Plus tôt cette semaine, les tensions ont explosé le long de la frontière Colombie-Venezuela après une opération américaine spectaculaire le 3 janvier qui a conduit à la saisie forcée du président Nicolas Maduro. En réponse, le gouvernement colombien a mobilisé 30 000 soldats pour sécuriser la frontière, transformant les passages autrefois animés en points de contrôle lourdement gardés.
Dans la ville de Cúcuta, célèbre pour ses marchés animés et son commerce transfrontalier, l'afflux soudain de troupes a changé le quotidien. Ce qui était autrefois une scène de vendeurs de fruits et de familles réunies ressemble maintenant à une confrontation à hauts enjeux, avec des véhicules militaires bordant les routes principales.
Pendant ce temps, des flots de Vénézuéliens continuent d'arriver, portant avec eux des souvenirs de chez eux et des espoirs de sécurité.
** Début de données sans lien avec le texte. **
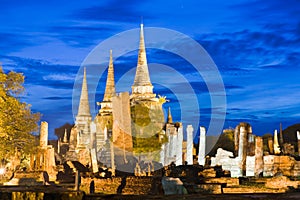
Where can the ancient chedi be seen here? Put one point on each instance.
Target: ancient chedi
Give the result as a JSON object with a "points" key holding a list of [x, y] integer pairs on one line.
{"points": [[127, 126], [146, 109]]}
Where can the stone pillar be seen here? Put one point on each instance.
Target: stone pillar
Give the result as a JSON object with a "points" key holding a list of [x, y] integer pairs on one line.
{"points": [[73, 139], [259, 161], [173, 146], [270, 145], [242, 149], [202, 142], [189, 146], [58, 146], [236, 140], [251, 145], [162, 155], [179, 146], [44, 135], [298, 137], [65, 139], [94, 160], [276, 144]]}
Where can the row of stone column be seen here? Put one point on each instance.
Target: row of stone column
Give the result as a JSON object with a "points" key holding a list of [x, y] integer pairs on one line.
{"points": [[173, 150]]}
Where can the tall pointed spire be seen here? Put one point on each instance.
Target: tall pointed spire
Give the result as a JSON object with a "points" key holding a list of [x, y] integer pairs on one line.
{"points": [[110, 81], [84, 106], [142, 84], [170, 119]]}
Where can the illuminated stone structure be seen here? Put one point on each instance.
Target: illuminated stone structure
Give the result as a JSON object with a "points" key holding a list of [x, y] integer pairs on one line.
{"points": [[276, 143], [190, 144], [202, 144]]}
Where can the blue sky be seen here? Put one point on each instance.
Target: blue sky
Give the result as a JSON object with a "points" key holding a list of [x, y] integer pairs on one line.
{"points": [[254, 44]]}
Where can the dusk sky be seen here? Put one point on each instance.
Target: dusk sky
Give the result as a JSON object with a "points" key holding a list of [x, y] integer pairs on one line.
{"points": [[254, 44]]}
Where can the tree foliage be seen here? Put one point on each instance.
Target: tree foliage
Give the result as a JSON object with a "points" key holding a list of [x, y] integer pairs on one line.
{"points": [[17, 122]]}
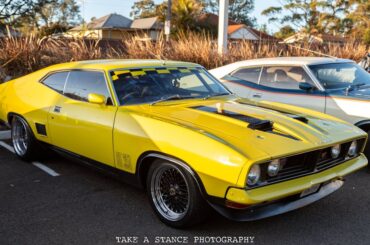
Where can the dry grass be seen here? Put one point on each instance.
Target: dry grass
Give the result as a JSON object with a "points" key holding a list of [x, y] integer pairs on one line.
{"points": [[22, 56]]}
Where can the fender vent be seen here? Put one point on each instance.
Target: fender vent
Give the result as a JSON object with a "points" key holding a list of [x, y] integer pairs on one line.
{"points": [[41, 129]]}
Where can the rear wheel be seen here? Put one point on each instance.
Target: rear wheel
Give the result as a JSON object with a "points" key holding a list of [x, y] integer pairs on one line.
{"points": [[25, 145], [174, 195]]}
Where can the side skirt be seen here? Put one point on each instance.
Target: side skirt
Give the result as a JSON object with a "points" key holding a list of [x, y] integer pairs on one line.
{"points": [[131, 179]]}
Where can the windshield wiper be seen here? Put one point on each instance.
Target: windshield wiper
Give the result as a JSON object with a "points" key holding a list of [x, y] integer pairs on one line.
{"points": [[214, 95], [172, 97]]}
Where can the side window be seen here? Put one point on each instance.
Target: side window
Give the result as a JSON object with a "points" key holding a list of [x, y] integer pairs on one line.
{"points": [[82, 83], [248, 74], [284, 77], [56, 81]]}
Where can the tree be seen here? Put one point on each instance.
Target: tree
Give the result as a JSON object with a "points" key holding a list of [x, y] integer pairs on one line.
{"points": [[284, 32], [54, 17], [143, 9], [12, 9], [61, 13], [310, 16], [185, 13], [357, 21], [239, 10]]}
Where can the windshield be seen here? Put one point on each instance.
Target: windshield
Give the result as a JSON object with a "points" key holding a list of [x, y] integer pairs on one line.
{"points": [[153, 85], [341, 75]]}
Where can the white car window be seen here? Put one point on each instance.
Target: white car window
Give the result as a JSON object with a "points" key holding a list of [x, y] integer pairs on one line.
{"points": [[248, 74], [284, 77], [340, 75]]}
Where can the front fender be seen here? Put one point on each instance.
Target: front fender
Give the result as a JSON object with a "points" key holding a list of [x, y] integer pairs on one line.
{"points": [[217, 165]]}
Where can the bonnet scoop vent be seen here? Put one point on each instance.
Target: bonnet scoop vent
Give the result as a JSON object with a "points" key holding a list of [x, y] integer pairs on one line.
{"points": [[253, 123]]}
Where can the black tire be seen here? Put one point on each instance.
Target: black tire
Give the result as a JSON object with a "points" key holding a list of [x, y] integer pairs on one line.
{"points": [[24, 142], [367, 149], [173, 193]]}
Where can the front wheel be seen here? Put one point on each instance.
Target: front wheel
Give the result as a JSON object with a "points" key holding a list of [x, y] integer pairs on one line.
{"points": [[174, 195], [24, 143], [367, 149]]}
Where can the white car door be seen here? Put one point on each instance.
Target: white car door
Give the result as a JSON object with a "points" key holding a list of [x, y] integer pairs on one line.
{"points": [[281, 84]]}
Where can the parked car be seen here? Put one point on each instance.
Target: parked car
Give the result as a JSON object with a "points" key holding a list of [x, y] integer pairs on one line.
{"points": [[365, 62], [173, 129], [338, 87]]}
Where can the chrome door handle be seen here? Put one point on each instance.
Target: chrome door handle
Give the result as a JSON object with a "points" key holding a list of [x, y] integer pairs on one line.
{"points": [[57, 109], [257, 96]]}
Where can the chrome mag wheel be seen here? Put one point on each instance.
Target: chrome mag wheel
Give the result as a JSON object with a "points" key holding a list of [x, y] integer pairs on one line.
{"points": [[170, 192], [20, 136]]}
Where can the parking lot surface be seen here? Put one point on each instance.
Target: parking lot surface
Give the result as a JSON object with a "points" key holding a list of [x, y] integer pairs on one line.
{"points": [[77, 205]]}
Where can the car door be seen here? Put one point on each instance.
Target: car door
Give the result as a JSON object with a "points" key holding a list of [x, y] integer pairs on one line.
{"points": [[81, 127], [281, 84], [244, 81]]}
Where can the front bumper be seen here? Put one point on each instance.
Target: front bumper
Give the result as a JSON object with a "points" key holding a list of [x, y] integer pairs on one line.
{"points": [[283, 197], [280, 207]]}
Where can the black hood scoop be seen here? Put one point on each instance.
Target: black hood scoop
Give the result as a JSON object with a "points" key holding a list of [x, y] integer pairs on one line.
{"points": [[253, 123]]}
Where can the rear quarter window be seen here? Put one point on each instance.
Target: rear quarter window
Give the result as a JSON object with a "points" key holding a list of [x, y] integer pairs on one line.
{"points": [[56, 81]]}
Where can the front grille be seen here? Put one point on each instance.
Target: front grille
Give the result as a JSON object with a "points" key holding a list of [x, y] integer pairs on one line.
{"points": [[307, 163]]}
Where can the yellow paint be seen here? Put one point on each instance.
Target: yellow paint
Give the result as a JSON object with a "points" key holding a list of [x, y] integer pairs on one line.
{"points": [[219, 149]]}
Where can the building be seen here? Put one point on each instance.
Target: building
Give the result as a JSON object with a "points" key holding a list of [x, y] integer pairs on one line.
{"points": [[243, 32], [115, 26]]}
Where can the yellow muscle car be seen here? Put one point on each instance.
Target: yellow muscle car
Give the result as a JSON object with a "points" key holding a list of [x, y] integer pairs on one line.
{"points": [[173, 129]]}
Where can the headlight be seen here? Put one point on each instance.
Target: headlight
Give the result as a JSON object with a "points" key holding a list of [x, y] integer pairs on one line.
{"points": [[254, 175], [335, 151], [353, 149], [274, 167]]}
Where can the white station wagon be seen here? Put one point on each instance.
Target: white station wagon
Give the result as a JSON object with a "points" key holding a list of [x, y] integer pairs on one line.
{"points": [[338, 87]]}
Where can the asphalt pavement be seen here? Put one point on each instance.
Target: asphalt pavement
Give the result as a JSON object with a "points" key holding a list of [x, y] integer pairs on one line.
{"points": [[77, 205]]}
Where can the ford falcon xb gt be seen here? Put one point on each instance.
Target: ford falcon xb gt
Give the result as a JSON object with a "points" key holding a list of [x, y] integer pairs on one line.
{"points": [[338, 87], [175, 130]]}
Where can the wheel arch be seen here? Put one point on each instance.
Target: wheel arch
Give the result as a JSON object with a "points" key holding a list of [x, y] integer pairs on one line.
{"points": [[148, 158]]}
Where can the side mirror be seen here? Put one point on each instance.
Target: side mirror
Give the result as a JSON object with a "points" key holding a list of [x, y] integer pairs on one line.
{"points": [[96, 99], [306, 86]]}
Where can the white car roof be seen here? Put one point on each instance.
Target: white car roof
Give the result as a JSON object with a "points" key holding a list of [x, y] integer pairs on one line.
{"points": [[224, 70]]}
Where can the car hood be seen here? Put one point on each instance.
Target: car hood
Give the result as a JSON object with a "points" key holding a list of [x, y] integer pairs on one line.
{"points": [[251, 129]]}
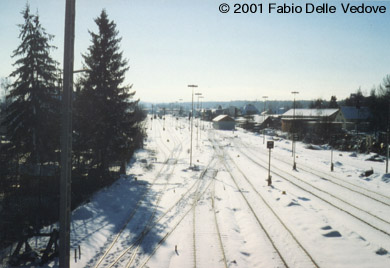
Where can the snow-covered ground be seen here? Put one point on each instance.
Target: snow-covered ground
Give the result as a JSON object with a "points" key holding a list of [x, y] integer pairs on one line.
{"points": [[222, 213]]}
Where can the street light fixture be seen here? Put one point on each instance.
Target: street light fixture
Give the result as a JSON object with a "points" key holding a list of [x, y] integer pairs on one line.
{"points": [[293, 131], [192, 119]]}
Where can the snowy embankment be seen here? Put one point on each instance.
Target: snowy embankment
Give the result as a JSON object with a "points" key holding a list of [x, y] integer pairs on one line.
{"points": [[221, 213]]}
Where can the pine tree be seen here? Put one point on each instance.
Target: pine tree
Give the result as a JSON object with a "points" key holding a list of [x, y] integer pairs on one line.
{"points": [[32, 114], [105, 113]]}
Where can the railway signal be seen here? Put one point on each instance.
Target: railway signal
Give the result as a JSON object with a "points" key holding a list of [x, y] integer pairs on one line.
{"points": [[270, 145]]}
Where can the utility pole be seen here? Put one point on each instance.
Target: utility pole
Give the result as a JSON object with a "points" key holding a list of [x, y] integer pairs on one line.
{"points": [[294, 137], [200, 117], [197, 129], [66, 135], [270, 145], [265, 100], [192, 120]]}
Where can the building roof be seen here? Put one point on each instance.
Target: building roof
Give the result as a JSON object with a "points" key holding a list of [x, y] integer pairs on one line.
{"points": [[310, 112], [223, 117], [353, 113]]}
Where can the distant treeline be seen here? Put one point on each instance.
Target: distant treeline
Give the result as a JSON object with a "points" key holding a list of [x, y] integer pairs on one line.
{"points": [[107, 126]]}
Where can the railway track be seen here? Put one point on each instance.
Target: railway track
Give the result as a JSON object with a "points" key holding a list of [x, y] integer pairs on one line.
{"points": [[373, 195], [375, 222], [202, 186], [173, 154], [304, 259]]}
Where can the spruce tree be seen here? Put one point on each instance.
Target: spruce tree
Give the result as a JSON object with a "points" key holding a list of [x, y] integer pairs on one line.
{"points": [[32, 114], [106, 124]]}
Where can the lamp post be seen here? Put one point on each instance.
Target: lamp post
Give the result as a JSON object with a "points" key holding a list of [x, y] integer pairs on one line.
{"points": [[192, 119], [265, 100], [200, 116], [293, 130], [179, 113], [66, 135], [197, 129], [387, 135]]}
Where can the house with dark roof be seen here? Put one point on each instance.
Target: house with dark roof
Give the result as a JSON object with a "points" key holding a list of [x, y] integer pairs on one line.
{"points": [[303, 118], [224, 122], [357, 118]]}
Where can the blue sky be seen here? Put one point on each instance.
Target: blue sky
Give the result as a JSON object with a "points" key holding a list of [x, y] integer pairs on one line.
{"points": [[172, 43]]}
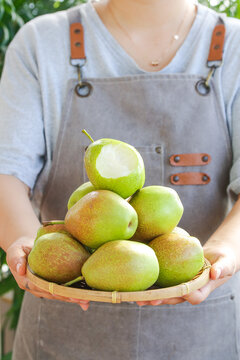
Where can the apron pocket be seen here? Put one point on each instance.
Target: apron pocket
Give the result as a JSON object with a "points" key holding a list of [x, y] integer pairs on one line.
{"points": [[186, 332], [104, 331]]}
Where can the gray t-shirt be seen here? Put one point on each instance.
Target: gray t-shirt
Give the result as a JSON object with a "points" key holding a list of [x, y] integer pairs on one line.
{"points": [[37, 69]]}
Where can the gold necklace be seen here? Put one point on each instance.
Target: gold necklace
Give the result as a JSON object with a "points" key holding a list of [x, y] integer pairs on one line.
{"points": [[174, 37]]}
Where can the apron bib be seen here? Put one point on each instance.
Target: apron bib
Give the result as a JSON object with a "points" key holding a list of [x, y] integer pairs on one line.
{"points": [[171, 125]]}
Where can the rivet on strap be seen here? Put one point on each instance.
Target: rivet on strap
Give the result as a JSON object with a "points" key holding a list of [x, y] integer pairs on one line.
{"points": [[77, 41], [114, 297]]}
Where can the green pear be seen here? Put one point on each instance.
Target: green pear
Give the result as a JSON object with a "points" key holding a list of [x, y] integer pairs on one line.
{"points": [[114, 165], [121, 265], [52, 226], [180, 258], [180, 231], [79, 193], [57, 257], [159, 210], [101, 216]]}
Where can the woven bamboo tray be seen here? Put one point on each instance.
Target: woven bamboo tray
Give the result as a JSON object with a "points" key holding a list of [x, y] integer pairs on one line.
{"points": [[117, 297]]}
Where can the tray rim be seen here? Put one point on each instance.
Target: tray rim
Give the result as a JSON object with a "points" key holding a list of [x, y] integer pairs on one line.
{"points": [[113, 297]]}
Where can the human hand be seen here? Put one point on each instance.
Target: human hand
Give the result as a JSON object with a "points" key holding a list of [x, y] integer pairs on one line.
{"points": [[17, 254], [224, 264]]}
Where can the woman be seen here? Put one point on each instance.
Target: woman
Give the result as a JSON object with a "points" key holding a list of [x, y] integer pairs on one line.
{"points": [[151, 82]]}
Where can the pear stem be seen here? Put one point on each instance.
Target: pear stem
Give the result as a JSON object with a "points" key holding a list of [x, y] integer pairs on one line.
{"points": [[87, 134], [79, 278], [54, 222]]}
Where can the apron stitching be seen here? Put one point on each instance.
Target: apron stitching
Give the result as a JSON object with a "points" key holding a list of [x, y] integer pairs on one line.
{"points": [[138, 329], [58, 146], [223, 123], [38, 330], [236, 330]]}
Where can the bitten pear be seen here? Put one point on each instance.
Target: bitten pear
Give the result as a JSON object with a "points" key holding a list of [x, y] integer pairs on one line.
{"points": [[159, 210], [121, 265], [99, 217], [57, 257], [180, 258], [114, 165]]}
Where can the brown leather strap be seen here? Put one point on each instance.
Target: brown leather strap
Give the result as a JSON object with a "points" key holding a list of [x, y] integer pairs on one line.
{"points": [[190, 178], [217, 43], [196, 159], [77, 41]]}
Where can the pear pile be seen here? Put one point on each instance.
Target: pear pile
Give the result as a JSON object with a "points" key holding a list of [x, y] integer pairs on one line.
{"points": [[117, 234]]}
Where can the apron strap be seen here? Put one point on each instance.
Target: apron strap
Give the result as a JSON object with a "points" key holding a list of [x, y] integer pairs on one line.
{"points": [[217, 44], [78, 56], [215, 56]]}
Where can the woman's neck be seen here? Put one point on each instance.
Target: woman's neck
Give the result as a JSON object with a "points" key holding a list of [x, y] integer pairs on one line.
{"points": [[147, 15], [150, 31]]}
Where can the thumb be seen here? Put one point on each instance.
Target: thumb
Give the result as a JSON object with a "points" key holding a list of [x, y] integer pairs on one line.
{"points": [[17, 258], [224, 266]]}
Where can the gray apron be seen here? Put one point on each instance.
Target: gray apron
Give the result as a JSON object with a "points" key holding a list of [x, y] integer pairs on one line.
{"points": [[163, 116]]}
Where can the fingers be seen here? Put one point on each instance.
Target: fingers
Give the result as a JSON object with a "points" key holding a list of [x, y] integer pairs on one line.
{"points": [[224, 266], [170, 301], [17, 258]]}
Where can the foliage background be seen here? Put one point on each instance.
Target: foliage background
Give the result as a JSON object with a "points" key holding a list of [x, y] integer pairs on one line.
{"points": [[13, 14]]}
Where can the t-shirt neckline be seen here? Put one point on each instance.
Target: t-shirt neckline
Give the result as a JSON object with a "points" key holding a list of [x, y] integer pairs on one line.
{"points": [[123, 57]]}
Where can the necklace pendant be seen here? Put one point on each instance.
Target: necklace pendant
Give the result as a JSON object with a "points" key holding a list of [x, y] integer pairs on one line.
{"points": [[155, 63]]}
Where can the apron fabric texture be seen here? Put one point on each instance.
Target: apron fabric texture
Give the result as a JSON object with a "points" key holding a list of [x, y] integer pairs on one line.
{"points": [[160, 115]]}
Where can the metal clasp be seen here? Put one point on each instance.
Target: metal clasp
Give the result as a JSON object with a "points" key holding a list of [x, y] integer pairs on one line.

Beaucoup ont traversé cette semaine sous des cieux tendus, incertains de ce qui les attend. Pour Daikelis Rodriguez, une ménagère vénézuélienne, la vie a semblé ressembler à une telenovela de la vie réelle. 'Que les États-Unis veuillent contrôler le Venezuela, je pense que c'est de mauvais goût', réfléchit-elle, sa voix teintée à la fois de frustration et de lassitude.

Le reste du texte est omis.